The Culinary Arts kitchen.
Career and Technical School front.
Alamance County’s first new high school since 1971 offers training in marketable skills that augment traditional courses
By Mike Wilder The Times-News 1/29/12
Reprinted with permission.
The curved glass and metal front of the Alamance-Burlington School System Career and Technical Education Center isn’t quite futuristic enough to be described as Jetsons-style architecture.
But the modern look underscores the center’s focus on technology and what the system describes as 21st century skills that will help students succeed.
Students arrived for the first time Tuesday, with the center’s operations starting small.
“I’m running at about 100,” Principal Heather Blackmon said Wednesday about student enrollment, with some students still signing up. For the first semester, she said, enrollment will stay below 150, while the system works out transportation issues and plans carefully to expand offerings there.
“Our goal is to pack this place with 450 students,” both in the morning and afternoon, Blackmon said.
Students will typically spend half a day at the center. In some cases, they’ll get instruction from a teacher there for part of that time, while also taking an online class.
Students already at the center are studying culinary arts, automotive technology, health care and digital media. The center plans to expand offerings in those areas while adding subjects such as engineering and scientific visualization, a field Blackmon explains as “basically game design — it’s a lot of 3-D work on the computer.”
Classrooms are paired with lab areas for programs such as automotive technology, where students will use three service bays to work on vehicles. Other lab areas will allow students to do video production and learn medical skills.
Though there have been major expansions in the system’s six traditional high schools, the center is the first new high school built by the local public schools since Cummings High School opened in 1971. A smaller non-traditional school, the Alamance-Burlington Middle College, operates at Alamance Community College.
Inside the center Thursday, students were learning in an almost cavernous commercial-style kitchen.
“This is by far going to be our most popular (program),” Blackmon said.
Tiffanie King, who previously taught at Cummings, is teaching culinary arts at the center. On Thursday, she was getting students familiar with the kitchen’s equipment, with plans to start cooking this week.

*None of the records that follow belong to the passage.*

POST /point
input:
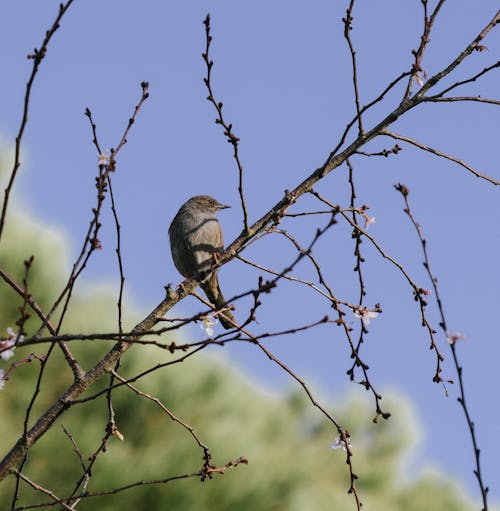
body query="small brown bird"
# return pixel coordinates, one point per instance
(195, 240)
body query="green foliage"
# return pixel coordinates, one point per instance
(284, 438)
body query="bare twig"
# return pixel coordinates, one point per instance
(440, 154)
(461, 399)
(37, 57)
(228, 128)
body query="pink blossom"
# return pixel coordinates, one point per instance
(368, 220)
(207, 325)
(453, 337)
(340, 444)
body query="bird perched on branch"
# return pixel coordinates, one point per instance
(195, 241)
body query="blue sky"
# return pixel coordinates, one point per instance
(283, 72)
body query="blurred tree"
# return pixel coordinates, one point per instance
(286, 442)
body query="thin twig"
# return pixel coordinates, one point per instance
(37, 56)
(228, 128)
(461, 399)
(440, 154)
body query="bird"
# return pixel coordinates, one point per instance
(195, 241)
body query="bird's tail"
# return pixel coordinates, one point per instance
(214, 294)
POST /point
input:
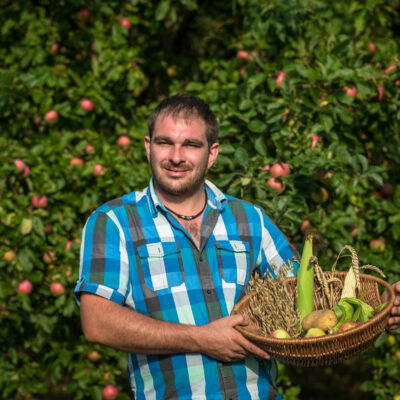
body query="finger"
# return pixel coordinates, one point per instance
(237, 319)
(253, 349)
(395, 311)
(393, 323)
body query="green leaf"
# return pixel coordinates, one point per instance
(396, 196)
(245, 105)
(38, 227)
(162, 10)
(260, 146)
(256, 80)
(194, 87)
(257, 126)
(25, 259)
(326, 121)
(26, 226)
(190, 4)
(361, 21)
(241, 156)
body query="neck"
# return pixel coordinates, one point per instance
(184, 204)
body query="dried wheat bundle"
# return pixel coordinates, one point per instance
(271, 305)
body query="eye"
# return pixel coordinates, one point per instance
(193, 145)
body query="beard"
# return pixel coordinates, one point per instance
(180, 186)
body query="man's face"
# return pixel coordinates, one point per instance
(179, 155)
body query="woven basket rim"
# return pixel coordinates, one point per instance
(321, 339)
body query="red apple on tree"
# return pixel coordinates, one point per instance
(315, 140)
(381, 93)
(98, 170)
(94, 356)
(43, 201)
(57, 289)
(49, 257)
(305, 225)
(243, 55)
(320, 196)
(377, 245)
(54, 48)
(372, 47)
(8, 255)
(76, 161)
(125, 23)
(19, 164)
(389, 68)
(280, 169)
(25, 287)
(123, 141)
(279, 78)
(51, 117)
(110, 392)
(84, 14)
(387, 190)
(276, 184)
(351, 91)
(87, 105)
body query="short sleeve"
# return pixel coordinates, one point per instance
(104, 265)
(275, 249)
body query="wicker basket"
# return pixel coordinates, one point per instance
(329, 349)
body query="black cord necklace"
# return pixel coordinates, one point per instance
(188, 217)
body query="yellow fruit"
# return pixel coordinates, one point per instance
(322, 319)
(315, 332)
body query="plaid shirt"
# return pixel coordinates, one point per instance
(135, 253)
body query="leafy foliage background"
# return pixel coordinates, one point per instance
(323, 47)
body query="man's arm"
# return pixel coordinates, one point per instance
(108, 323)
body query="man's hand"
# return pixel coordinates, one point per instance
(221, 341)
(394, 320)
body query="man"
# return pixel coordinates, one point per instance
(161, 269)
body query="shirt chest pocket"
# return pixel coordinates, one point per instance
(234, 260)
(161, 265)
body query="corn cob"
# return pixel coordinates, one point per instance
(305, 280)
(349, 285)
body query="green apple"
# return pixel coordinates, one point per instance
(280, 334)
(315, 332)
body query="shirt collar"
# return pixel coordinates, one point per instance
(216, 199)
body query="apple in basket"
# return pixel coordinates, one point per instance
(315, 332)
(347, 325)
(280, 334)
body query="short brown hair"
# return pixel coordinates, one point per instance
(187, 107)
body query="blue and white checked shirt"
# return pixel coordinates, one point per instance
(134, 252)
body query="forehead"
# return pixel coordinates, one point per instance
(169, 125)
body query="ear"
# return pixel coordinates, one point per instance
(214, 149)
(147, 142)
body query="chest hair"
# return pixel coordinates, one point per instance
(194, 229)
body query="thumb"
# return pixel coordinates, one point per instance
(239, 319)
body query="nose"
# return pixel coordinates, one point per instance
(176, 155)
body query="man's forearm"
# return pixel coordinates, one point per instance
(121, 328)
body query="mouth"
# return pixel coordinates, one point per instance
(173, 172)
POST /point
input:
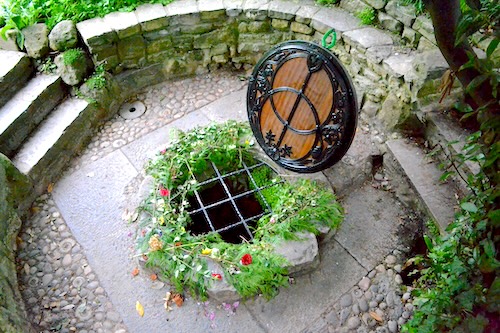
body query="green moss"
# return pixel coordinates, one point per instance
(73, 56)
(367, 16)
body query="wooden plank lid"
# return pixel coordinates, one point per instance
(302, 106)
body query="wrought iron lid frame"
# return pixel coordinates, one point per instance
(336, 132)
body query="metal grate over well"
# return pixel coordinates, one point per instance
(229, 204)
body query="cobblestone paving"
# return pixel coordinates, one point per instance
(62, 293)
(60, 290)
(164, 103)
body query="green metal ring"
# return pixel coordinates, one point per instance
(334, 39)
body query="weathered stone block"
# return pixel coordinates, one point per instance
(10, 43)
(124, 23)
(354, 168)
(425, 45)
(394, 113)
(233, 7)
(283, 10)
(410, 36)
(213, 9)
(63, 36)
(377, 4)
(367, 37)
(159, 45)
(219, 49)
(151, 17)
(325, 19)
(160, 34)
(73, 74)
(96, 32)
(103, 52)
(131, 50)
(183, 42)
(186, 20)
(405, 14)
(301, 28)
(282, 25)
(177, 8)
(220, 290)
(258, 26)
(302, 254)
(399, 65)
(423, 25)
(196, 29)
(390, 23)
(36, 40)
(354, 6)
(306, 13)
(207, 40)
(15, 70)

With four ovens, a walk-in cooler and freezer, gleaming utensils and plenty of storage space, “We have one of the nicest facilities, bar none,” King said. “I don’t think there’s another (public high school) in the state with this type of kitchen.”
Blackmon, previously an assistant principal at Southern Alamance High School, said the center is a tool to round out students’ education beyond traditional subjects such as English, math and social studies.
“My focus is students getting skills beyond what they can get in the traditional high schools. There’s a demand in our work force for certain skills,” she said, including problem-solving and teamwork in addition to knowledge specific to a certain career.
Superintendent Lillie Cox said the facility’s space is adaptable. As the most indemand skills change in the mid- to long-term, she said, programs at the center can change as well.
Blackmon and others were pleased students were excited about the center.
“I have to admit, this is a really nice school,” said Joseph Dimont, who is one of the center’s culinary students.“They said kids were coming in here taking their own pictures as they were coming in the school,” school system spokeswoman Jenny Faulkner said.